Members in the House and Senate introduced bills in the previous Congress that would have required police everywhere in the country to obtain a warrant before using drones for surveillance, but the bills died at the end of the year.

"In the states that don't require warrants, it's pretty much a Wild West" in terms of what's allowed, says Jay Stanley, senior policy analyst at the American Civil Liberties Union. "There's nothing stopping a police department from using [drones] in all kinds of ways to spy, except for the Constitution."

Within that unregulated "Wild West," police have very different approaches to their drone programs. One of the longest-running law enforcement drone programs is at the Mesa County Sheriff's Office in Colorado. Ben Miller, its director, says the department has a 17-page policy that outlines when and how it can use drones and for how long it retains data.

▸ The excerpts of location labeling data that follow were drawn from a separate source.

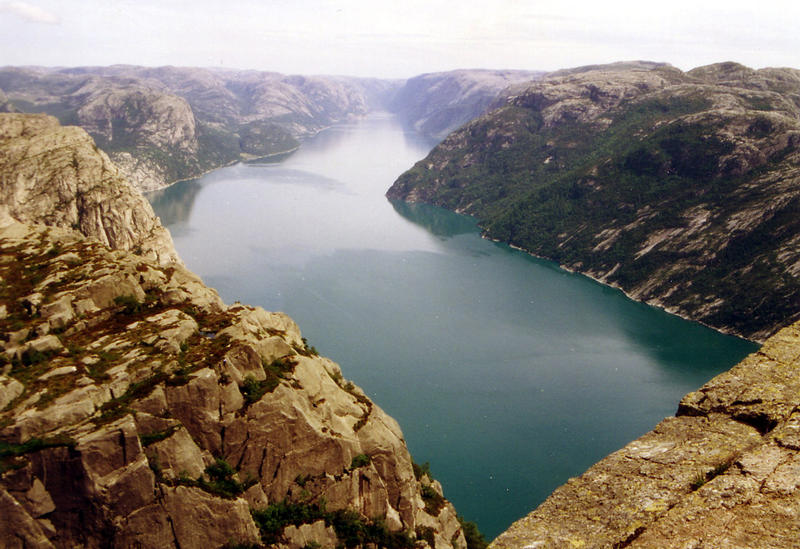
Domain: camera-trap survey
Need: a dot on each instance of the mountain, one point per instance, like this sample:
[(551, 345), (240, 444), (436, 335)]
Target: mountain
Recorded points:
[(138, 410), (161, 125), (55, 175), (680, 188), (435, 104)]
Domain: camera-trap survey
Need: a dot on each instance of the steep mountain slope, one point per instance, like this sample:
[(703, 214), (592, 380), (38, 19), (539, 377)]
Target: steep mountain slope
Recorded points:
[(437, 103), (138, 410), (164, 124), (680, 188), (55, 175)]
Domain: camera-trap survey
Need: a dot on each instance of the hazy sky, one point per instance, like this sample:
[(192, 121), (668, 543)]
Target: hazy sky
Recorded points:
[(400, 38)]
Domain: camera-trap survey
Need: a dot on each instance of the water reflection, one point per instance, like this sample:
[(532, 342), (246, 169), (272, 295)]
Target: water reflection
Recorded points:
[(507, 373)]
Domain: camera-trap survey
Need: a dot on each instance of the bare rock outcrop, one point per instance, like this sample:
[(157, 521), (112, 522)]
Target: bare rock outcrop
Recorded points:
[(150, 414), (722, 473), (57, 176)]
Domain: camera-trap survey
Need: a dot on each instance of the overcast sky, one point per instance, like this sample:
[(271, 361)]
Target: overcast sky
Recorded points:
[(400, 38)]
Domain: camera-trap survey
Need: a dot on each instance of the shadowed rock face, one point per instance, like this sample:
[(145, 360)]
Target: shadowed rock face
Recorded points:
[(57, 176), (138, 410), (680, 188)]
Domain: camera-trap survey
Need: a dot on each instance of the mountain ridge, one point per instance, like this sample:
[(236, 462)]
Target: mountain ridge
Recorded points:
[(138, 410), (651, 180)]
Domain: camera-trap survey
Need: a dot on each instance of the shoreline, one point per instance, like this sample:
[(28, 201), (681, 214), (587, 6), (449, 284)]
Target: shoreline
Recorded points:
[(650, 303)]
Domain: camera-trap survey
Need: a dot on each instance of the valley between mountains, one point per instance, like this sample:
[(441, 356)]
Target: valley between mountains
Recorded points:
[(139, 410)]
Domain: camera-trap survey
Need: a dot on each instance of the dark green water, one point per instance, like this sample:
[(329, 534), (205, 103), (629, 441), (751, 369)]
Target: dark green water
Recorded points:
[(506, 373)]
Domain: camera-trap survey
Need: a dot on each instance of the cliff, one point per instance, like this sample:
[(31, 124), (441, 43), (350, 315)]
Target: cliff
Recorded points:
[(680, 188), (161, 125), (138, 410), (723, 473), (56, 176), (435, 104)]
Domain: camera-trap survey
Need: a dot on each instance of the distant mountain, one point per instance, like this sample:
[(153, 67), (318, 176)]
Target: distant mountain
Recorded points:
[(138, 410), (437, 103), (683, 189), (165, 124)]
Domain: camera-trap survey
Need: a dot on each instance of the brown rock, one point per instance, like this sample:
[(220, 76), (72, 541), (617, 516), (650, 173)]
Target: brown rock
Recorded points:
[(195, 517)]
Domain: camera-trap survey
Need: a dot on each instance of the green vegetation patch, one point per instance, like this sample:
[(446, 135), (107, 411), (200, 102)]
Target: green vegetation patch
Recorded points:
[(352, 529), (10, 454)]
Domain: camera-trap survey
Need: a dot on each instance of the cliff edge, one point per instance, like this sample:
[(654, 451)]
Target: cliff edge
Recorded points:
[(723, 473), (138, 410)]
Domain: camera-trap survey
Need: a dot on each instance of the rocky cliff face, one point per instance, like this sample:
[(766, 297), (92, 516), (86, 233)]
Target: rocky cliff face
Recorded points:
[(723, 473), (436, 104), (680, 188), (165, 124), (138, 410), (56, 176)]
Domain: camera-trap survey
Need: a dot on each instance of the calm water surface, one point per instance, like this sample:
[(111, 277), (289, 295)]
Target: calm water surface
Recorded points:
[(506, 373)]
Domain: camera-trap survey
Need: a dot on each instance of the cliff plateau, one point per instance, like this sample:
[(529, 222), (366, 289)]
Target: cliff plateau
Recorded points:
[(722, 473), (680, 188), (138, 410)]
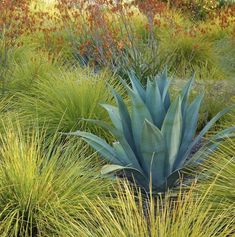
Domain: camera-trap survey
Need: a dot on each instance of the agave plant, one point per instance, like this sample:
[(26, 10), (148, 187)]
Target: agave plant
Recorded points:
[(154, 139)]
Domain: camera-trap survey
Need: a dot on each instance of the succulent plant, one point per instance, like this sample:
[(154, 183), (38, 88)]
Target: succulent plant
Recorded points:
[(154, 139)]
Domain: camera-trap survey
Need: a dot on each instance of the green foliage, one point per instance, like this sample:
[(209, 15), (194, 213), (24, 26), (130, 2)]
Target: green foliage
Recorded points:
[(66, 99), (190, 54), (130, 214), (43, 187), (25, 67), (155, 140), (218, 176)]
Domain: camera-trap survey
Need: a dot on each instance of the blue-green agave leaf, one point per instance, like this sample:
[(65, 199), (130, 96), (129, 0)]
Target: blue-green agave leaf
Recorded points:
[(154, 103), (132, 159), (163, 84), (154, 153), (139, 113), (137, 86), (172, 131), (185, 94), (137, 175), (125, 119), (114, 115)]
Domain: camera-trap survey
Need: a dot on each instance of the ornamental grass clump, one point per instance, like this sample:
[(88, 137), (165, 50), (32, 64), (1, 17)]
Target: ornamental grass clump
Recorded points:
[(162, 217), (43, 186), (156, 138)]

The department has never run a surveillance mission with its drones, Miller says, which are generally used for search-and-rescue and crime-scene photography. "If we had a need to look into an area where someone would have a legitimate expectation of privacy, we'd get a warrant," he says.

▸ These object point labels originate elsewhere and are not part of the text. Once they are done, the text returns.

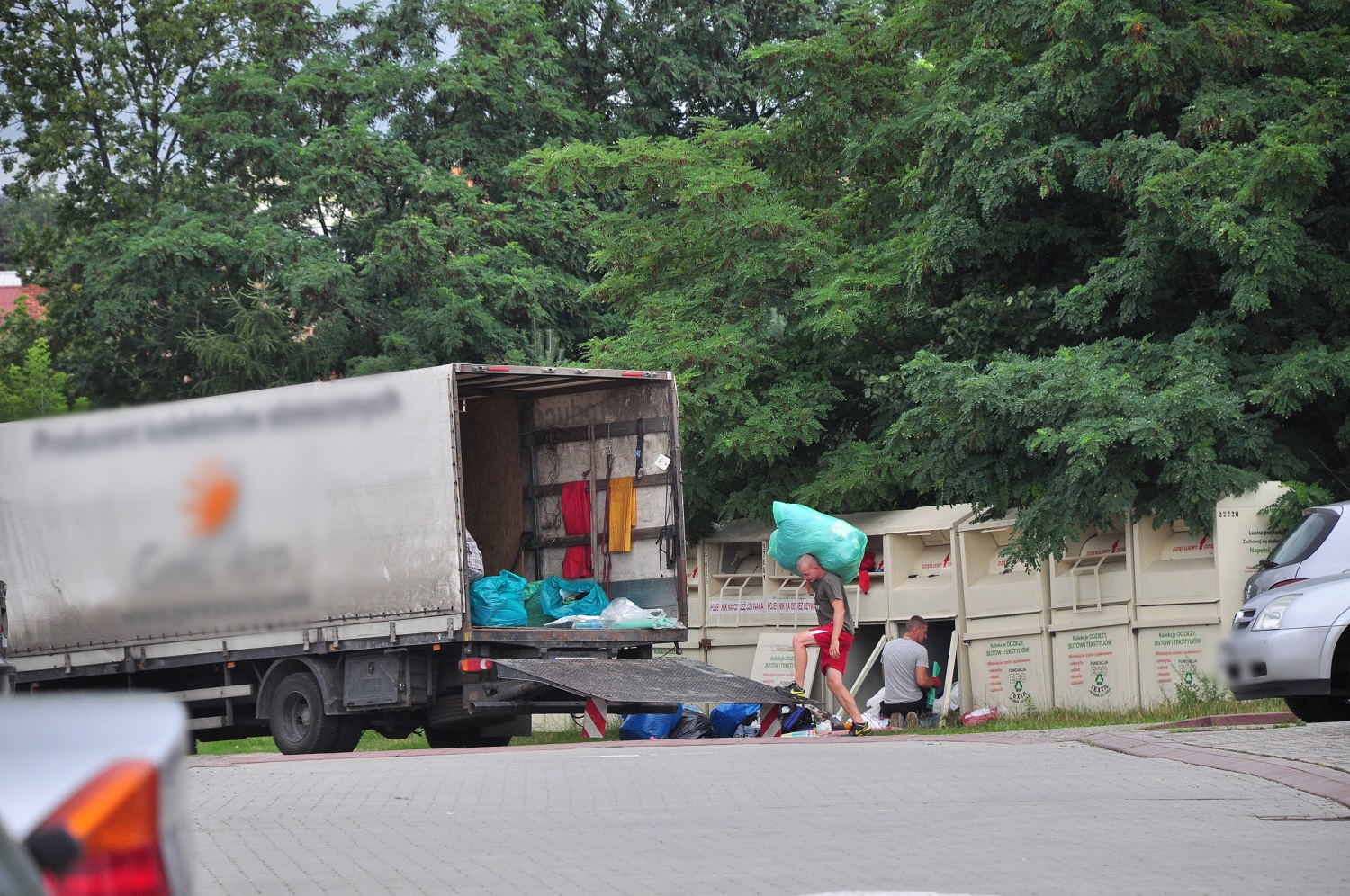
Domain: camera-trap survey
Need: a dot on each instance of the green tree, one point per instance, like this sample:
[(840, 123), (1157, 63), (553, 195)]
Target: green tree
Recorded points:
[(27, 223), (1082, 256), (34, 389)]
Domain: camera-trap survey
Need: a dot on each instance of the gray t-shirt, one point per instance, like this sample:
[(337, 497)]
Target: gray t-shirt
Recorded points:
[(899, 659), (828, 588)]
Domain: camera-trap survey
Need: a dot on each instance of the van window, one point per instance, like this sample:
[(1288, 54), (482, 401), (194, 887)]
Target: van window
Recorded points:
[(1304, 537)]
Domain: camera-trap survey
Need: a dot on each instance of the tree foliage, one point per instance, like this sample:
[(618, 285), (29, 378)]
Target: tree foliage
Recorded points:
[(1082, 256), (34, 389)]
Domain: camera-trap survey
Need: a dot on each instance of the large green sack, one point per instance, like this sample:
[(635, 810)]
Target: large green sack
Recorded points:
[(562, 598), (837, 545), (535, 615), (499, 601)]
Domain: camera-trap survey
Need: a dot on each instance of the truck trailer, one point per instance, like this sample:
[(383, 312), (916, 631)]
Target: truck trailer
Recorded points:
[(293, 559)]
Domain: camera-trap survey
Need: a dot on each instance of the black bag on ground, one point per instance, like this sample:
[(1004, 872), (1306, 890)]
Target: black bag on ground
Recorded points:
[(799, 718), (691, 725)]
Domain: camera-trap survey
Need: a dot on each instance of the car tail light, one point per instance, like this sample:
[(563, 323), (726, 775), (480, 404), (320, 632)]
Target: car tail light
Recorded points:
[(115, 820)]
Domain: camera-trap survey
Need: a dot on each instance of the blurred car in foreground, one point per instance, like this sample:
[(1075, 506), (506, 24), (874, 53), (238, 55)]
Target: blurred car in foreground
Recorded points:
[(89, 795), (1318, 545), (1292, 642)]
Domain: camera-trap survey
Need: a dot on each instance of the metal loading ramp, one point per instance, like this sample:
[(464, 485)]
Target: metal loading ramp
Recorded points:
[(640, 682)]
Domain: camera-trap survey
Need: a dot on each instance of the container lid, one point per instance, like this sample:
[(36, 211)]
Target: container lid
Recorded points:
[(933, 561), (998, 564), (1109, 544), (1185, 545)]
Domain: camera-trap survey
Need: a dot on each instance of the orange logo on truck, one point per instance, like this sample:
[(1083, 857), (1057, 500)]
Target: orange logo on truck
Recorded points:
[(213, 497)]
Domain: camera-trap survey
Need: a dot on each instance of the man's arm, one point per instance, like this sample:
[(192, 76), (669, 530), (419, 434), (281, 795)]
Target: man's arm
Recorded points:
[(837, 626)]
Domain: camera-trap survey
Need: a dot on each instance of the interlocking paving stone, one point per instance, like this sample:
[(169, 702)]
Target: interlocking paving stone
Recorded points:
[(896, 814)]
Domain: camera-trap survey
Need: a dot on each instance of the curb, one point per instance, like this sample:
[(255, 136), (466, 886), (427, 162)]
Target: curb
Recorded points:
[(1228, 721), (253, 758), (1300, 776)]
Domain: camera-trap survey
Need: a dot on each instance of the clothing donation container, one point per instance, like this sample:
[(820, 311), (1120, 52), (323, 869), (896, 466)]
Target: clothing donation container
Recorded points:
[(874, 605), (1091, 617), (922, 563), (1004, 621), (1188, 587), (734, 561)]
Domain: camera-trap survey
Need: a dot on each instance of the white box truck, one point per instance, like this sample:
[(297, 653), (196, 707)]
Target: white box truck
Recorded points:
[(293, 559)]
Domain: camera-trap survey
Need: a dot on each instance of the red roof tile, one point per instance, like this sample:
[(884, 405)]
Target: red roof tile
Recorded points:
[(10, 297)]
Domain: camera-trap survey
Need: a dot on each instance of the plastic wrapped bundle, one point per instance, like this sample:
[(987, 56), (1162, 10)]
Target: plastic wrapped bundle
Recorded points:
[(837, 545)]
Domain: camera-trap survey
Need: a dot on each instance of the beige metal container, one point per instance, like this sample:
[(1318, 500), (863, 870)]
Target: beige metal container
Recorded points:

Colorado is one of the states without any legislation about drones at all, according to the National Conference of State Legislatures, which means that the limitations on the Mesa County drone program were instituted at the department's prerogative.

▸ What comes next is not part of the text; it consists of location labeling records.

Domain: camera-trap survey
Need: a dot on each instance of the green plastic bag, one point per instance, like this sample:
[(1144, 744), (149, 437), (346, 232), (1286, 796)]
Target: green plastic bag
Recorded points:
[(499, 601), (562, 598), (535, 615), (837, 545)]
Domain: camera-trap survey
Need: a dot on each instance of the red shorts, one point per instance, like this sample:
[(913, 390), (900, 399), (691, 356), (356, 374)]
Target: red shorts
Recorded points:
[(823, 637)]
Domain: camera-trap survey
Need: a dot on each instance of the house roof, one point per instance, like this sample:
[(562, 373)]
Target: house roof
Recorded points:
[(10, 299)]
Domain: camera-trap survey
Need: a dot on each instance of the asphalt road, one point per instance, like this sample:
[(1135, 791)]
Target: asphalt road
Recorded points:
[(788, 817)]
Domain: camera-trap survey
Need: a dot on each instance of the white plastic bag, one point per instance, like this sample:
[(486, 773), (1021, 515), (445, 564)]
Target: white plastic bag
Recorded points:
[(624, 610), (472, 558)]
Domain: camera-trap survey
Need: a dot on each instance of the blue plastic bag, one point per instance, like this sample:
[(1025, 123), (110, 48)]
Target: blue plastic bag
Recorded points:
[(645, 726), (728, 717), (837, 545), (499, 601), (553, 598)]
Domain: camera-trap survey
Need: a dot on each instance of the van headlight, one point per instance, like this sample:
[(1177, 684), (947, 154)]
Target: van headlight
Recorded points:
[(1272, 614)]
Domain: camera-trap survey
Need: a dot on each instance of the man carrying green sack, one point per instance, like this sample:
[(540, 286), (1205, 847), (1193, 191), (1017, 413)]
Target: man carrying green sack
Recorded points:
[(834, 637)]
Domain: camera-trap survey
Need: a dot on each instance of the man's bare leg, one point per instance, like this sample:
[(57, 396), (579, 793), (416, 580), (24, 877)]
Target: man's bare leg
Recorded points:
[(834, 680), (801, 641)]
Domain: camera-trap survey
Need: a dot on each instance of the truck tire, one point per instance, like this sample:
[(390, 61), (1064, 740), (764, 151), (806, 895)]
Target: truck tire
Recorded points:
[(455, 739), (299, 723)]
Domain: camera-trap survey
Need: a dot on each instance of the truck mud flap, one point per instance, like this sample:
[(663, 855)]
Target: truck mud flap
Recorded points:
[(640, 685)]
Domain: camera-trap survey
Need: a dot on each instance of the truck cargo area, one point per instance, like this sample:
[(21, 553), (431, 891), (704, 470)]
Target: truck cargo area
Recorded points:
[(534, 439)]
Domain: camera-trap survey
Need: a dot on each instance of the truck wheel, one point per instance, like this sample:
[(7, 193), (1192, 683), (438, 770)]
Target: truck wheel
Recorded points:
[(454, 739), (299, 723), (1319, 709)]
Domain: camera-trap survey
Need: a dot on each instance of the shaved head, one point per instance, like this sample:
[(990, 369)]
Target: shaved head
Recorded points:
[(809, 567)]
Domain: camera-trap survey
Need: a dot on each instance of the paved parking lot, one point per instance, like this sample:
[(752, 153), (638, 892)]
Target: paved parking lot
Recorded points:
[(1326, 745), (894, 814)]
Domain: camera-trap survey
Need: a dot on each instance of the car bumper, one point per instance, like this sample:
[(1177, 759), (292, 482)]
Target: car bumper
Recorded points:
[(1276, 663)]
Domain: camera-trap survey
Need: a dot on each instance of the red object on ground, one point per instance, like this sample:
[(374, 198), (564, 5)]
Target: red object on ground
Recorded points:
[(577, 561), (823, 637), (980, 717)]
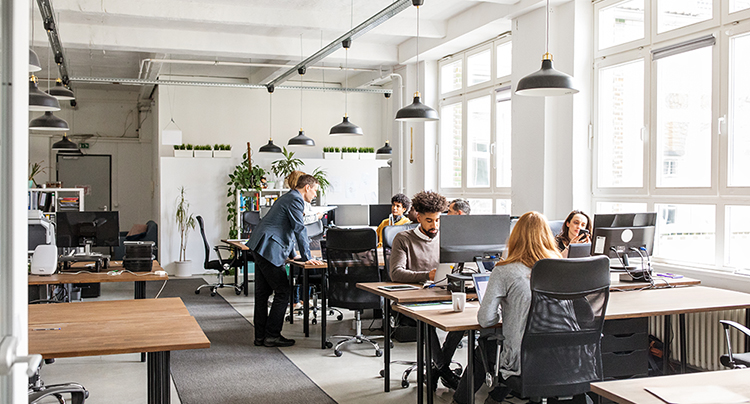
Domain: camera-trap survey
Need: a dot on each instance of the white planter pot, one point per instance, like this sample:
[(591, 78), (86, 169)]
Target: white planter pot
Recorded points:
[(184, 269), (183, 153)]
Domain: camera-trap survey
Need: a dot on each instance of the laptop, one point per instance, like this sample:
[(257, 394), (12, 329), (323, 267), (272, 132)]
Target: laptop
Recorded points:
[(480, 284)]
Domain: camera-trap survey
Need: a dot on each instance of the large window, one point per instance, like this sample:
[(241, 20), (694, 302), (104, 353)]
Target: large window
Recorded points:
[(475, 129), (672, 124)]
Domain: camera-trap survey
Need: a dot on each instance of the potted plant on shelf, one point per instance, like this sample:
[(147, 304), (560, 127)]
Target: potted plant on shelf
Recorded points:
[(180, 150), (367, 153), (222, 151), (185, 222), (203, 151), (349, 153)]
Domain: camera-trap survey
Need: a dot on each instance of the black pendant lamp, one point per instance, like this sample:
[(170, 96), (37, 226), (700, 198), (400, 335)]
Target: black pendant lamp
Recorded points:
[(48, 122), (546, 81), (61, 92), (417, 112), (270, 147), (65, 146), (39, 100), (34, 65)]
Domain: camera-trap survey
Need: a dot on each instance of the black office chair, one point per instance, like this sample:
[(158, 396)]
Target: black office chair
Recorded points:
[(737, 360), (561, 346), (221, 265), (352, 258)]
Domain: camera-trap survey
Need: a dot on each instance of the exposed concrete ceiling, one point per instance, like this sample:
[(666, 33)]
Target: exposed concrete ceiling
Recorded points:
[(111, 38)]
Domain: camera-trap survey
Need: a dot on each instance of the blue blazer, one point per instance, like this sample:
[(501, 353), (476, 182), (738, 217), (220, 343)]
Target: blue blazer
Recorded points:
[(273, 238)]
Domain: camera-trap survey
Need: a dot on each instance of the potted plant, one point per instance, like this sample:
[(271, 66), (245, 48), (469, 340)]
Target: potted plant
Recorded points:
[(180, 150), (366, 153), (331, 153), (185, 222), (349, 153), (222, 151), (203, 151)]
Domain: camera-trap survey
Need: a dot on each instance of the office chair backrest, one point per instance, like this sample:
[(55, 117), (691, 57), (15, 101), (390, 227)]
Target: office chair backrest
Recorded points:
[(352, 258), (561, 347), (389, 233)]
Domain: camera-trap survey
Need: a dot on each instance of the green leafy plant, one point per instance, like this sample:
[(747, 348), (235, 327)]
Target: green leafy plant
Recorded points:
[(244, 177), (283, 167), (322, 178), (185, 221)]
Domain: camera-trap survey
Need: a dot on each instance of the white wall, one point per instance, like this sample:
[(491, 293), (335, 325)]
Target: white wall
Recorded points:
[(235, 116)]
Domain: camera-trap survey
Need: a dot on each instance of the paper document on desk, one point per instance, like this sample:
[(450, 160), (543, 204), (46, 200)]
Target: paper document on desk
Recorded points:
[(697, 395)]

Unlike the Mesa County Sheriff's Office, some law enforcement agencies have been less than forthcoming with their drone programs. Last year, the San Jose Police Department in Californiasecretly bought a $7,000 drone, and was faced with uproar in the community when freedom-of-information requests brought the purchase to light six months later.

The police department said the drone was meant for helping bomb technicians access hard-to-reach places, but left the door open for using the drone to address "dangers such as active shooters, hostage taking, or other such tactical situations where lives might be in immediate danger."

And this December, the sheriff in Alameda County, Calif., revealed that he spent $97,000 of his own department's money to buy a pair of drones after he was barred from using federal funds to make the purchase. The sheriff told the San Francisco Chronicle that the drone won't be used for surveillance "in any shape, manner or form," but California, like Colorado, has no state law that requires warrants for surveillance.

The California state assembly passed a bill last year that would have required police to obtain a warrant to fly drones in any event other than an "emergency situation." But Gov. Jerry Brownvetoed it in September, because he said the exceptions the bill allowed "appear to be too narrow."

While advocates are worried that law enforcement could use drones in ways that violate citizens' privacy, there's little fear that they're being abused yet. "Safety restrictions are so strict that most police departments are still using them in quite limited ways," the ACLU's Stanley said. "This is still an issue of looking down the road to what we know is coming."

The technology is new enough that police groups are still grappling with its implications and limitations. "We're doing some research right now to come up with some model policy," said John Thompson, deputy executive director of the National Sheriffs' Association. "We don't have a statement or opinion on it at this point."

Miller, who runs the drone program at the sheriff's office in Mesa County, says he often hears from other law enforcement agencies who need help getting their drone program off the ground. But there's no formal coordination: "It's all very word-of-mouth," he said, and suggested that others find him simply by searching the Internet.

For the time being, privacy advocates are not focusing on fighting for federal legislation. "For activists, it's generally easier to do things at the local and state level," says Nadia Kayyali of the Electronic Frontier Foundation, a privacy and free speech advocacy organization. "Any fight at the local level is more likely to see results, but also does take a much more significant investment in time."